Heather wasn’t good at estimating the ages of old people. Once they got gray and their skin began to crinkle, they were just old. Becky Hornbaker qualified, though she didn’t look nearly as ancient as her brother, Tommie Irons, had the last time Heather saw him. In spite of gray hair and weathered skin that had faced into lots of years of Kansas wind, the woman was handsome in a rugged kind of way. She was tall and the lean-hard cut of her was especially noticeable as she shed her coat and reached up into a cupboard for cups and saucers. She couldn’t compete with the Heathers for perky, but she sure didn’t have the traditional old lady figure.

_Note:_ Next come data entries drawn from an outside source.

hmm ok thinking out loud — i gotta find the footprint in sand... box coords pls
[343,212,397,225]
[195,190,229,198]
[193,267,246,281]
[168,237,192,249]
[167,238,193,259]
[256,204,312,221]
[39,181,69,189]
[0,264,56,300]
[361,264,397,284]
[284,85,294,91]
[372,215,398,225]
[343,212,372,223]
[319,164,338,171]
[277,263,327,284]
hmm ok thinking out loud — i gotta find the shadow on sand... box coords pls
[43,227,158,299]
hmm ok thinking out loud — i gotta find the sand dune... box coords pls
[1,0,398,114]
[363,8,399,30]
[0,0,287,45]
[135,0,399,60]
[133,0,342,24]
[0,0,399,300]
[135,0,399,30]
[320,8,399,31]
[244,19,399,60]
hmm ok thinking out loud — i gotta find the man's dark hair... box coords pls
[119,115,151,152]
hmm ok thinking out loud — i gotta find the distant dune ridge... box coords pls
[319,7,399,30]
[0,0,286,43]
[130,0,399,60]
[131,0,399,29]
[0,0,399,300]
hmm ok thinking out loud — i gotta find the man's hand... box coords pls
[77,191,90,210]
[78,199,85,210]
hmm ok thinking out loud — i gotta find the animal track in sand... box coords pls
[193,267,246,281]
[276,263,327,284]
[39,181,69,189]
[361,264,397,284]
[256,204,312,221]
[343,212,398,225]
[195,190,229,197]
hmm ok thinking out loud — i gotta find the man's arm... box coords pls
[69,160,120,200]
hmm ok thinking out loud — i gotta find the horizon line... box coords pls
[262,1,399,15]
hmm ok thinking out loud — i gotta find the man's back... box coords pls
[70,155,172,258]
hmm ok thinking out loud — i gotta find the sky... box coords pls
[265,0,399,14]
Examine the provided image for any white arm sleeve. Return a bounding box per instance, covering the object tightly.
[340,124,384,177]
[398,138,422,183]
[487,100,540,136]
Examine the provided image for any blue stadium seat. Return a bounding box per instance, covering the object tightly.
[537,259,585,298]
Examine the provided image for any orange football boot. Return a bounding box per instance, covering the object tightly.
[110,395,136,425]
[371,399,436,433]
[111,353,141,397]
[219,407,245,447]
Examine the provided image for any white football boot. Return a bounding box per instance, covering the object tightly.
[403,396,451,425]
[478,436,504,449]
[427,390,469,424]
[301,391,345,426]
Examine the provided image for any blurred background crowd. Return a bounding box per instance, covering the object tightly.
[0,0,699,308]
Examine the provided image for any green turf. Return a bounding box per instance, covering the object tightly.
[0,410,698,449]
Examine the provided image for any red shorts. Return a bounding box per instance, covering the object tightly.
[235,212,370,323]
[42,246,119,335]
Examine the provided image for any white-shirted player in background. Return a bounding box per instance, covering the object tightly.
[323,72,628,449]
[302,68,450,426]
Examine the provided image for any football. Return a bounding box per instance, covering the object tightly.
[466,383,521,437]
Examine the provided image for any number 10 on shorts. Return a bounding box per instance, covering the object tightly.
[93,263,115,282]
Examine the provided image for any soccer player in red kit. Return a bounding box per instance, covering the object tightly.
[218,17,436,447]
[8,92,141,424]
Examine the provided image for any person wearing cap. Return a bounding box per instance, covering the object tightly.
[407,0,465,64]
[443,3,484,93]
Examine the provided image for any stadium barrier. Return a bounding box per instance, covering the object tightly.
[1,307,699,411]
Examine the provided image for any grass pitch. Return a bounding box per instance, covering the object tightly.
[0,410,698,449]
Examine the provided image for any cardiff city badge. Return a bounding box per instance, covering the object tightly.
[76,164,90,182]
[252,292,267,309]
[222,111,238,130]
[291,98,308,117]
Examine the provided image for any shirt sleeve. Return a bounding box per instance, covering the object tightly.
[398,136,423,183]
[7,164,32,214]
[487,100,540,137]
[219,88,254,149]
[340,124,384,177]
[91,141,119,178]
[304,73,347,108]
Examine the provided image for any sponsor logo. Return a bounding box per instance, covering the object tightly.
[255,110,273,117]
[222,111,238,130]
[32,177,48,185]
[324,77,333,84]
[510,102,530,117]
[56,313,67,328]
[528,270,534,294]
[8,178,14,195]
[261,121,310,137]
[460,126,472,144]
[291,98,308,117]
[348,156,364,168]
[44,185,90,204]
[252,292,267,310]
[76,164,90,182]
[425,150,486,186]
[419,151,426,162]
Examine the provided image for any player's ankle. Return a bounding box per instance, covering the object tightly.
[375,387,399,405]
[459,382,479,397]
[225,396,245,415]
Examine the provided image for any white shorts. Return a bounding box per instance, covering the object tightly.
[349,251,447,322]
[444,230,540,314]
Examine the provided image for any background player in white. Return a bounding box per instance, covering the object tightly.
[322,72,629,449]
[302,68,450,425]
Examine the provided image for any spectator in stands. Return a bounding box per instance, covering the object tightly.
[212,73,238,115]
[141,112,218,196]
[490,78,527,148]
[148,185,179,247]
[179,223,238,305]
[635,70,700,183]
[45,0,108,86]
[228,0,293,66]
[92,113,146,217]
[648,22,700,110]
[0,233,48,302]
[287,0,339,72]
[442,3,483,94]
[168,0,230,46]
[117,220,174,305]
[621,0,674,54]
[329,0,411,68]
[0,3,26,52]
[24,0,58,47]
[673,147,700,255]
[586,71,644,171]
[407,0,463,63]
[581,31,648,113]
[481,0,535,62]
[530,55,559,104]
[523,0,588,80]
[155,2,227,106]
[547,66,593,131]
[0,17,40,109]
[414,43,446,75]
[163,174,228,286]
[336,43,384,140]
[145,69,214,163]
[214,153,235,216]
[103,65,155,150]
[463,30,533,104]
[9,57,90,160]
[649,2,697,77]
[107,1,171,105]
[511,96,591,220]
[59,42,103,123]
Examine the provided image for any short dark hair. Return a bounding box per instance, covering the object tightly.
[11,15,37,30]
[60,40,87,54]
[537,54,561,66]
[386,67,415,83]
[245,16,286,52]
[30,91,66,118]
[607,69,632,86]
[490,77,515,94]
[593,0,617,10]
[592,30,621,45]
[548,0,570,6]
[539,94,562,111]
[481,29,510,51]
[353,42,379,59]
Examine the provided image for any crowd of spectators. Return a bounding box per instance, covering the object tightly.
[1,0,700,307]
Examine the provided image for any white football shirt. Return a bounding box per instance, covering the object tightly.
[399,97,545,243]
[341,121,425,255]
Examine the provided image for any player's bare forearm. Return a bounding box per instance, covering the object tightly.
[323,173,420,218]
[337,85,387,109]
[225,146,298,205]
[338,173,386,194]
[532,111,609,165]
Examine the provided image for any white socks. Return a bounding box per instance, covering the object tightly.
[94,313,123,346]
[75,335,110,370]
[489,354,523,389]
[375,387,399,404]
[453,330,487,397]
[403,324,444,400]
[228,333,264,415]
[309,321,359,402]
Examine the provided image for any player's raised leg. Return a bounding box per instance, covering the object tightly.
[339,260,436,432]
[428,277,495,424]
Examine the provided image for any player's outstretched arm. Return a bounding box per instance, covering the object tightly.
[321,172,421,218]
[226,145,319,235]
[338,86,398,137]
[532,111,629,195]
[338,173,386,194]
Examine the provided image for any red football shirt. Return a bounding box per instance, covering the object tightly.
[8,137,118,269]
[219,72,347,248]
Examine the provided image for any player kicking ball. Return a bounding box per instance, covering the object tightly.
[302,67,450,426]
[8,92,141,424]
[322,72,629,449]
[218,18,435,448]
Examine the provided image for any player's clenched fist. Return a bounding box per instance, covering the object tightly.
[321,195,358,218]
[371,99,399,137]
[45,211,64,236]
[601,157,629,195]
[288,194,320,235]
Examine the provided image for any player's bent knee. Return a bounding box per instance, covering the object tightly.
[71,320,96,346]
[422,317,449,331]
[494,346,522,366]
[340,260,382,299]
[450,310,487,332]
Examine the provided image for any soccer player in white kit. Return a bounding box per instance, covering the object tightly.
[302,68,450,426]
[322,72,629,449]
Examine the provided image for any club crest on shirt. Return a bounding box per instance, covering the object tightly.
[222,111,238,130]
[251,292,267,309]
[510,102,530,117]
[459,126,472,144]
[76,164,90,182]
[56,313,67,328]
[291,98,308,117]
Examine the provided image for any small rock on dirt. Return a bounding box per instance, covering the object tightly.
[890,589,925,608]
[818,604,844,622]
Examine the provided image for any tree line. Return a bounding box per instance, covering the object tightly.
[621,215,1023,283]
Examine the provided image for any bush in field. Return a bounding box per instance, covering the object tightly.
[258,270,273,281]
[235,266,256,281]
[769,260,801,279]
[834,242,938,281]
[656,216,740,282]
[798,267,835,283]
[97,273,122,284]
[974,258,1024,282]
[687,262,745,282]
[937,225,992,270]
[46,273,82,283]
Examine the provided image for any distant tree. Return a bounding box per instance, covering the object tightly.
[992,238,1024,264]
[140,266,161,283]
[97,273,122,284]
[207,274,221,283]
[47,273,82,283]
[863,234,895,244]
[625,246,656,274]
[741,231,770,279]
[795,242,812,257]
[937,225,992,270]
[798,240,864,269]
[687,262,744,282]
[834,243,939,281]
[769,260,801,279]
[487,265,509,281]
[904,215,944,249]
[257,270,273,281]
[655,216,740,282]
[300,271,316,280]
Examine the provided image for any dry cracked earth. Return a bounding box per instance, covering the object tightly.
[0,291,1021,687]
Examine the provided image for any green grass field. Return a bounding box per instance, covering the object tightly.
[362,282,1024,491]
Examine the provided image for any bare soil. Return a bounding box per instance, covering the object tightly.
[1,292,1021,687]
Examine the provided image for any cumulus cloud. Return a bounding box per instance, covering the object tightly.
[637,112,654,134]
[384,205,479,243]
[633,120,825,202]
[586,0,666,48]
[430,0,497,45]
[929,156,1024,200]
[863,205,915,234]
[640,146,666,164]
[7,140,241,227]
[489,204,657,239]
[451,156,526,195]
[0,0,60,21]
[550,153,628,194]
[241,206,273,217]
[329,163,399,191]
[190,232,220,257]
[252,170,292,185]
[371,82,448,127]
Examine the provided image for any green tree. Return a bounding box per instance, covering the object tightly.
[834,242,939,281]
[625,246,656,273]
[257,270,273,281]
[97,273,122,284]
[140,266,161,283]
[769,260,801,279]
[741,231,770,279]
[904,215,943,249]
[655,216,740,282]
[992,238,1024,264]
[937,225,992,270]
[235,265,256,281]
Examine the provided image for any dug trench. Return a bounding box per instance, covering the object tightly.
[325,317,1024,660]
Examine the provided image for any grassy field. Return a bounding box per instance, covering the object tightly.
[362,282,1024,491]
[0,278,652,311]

The living room was a mess. Someone had taken books off of shelves and stacked them at random on the floor. Cushions were tossed helter-skelter from the sofa and the easy chair. Only the TV and the recliner—remote control sitting on its arm—looked to be where they belonged. The fireplace held nothing but coals. Heather thought that was just as well since an occasional gust whistled down the chimney and might have scattered sparks onto the worn carpet or the combustible piles of books and cushions lying too near a screen that looked anything but effective. Wynn selected some logs from a pile that had been stacked right on the carpet, without even putting down something to catch the bark and sawdust. A man, she figured again, though probably not Mr. Irons. He’d been in the nursing home for months.